The diagnosis of BPD or the absence of the diagnostic criteria of BPD was established using the IPDE [29]. Axis-I disorders were diagnosed using the German version of the Structured Clinical Interview for the DSM-IV (SCID [33]). The diagnostic interviews and, in addition, the Global Assessment of Functioning (GAF [31]) in the four samples were conducted by trained clinicians.

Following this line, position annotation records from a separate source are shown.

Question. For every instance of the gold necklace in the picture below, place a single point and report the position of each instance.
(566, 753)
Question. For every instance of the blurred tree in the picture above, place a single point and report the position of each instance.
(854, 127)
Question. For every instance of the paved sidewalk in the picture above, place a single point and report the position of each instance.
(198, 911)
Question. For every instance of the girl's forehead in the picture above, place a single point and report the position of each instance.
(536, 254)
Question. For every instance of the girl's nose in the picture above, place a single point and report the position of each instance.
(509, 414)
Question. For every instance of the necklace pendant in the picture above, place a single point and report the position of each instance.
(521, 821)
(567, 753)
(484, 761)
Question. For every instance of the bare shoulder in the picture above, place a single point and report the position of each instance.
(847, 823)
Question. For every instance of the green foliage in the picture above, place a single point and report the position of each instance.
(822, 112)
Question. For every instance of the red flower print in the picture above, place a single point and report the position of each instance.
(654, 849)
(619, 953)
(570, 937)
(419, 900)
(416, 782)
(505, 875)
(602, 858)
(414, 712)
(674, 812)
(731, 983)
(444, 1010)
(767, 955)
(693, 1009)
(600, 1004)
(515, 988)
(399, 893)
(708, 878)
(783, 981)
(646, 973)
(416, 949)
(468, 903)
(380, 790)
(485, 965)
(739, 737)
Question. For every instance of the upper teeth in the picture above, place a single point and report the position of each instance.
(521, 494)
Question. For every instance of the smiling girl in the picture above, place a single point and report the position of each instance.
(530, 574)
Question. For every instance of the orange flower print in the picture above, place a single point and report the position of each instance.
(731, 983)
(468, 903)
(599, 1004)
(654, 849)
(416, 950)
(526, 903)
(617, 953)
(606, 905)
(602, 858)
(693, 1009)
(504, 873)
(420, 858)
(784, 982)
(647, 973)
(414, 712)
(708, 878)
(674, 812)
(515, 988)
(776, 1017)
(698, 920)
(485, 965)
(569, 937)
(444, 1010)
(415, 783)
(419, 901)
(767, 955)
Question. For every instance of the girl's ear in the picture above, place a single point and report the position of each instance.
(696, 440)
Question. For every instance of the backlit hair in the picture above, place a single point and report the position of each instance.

In both the calibration sample (BPD_CAL) and in the sample of healthy controls (HC), the 23 items pertaining to the BSL-23 were assessed directly from the BSL-23. In the BPD_VAL and CC samples, the BSL-23 was extracted from the 95 items assessed using the BSL-95. Mean scores of the BSL-23 were calculated for those participants who filled in at least 21 out of the 23 questions on the BSL-23 (respectively, the 23 pertinent items of the BSL-95).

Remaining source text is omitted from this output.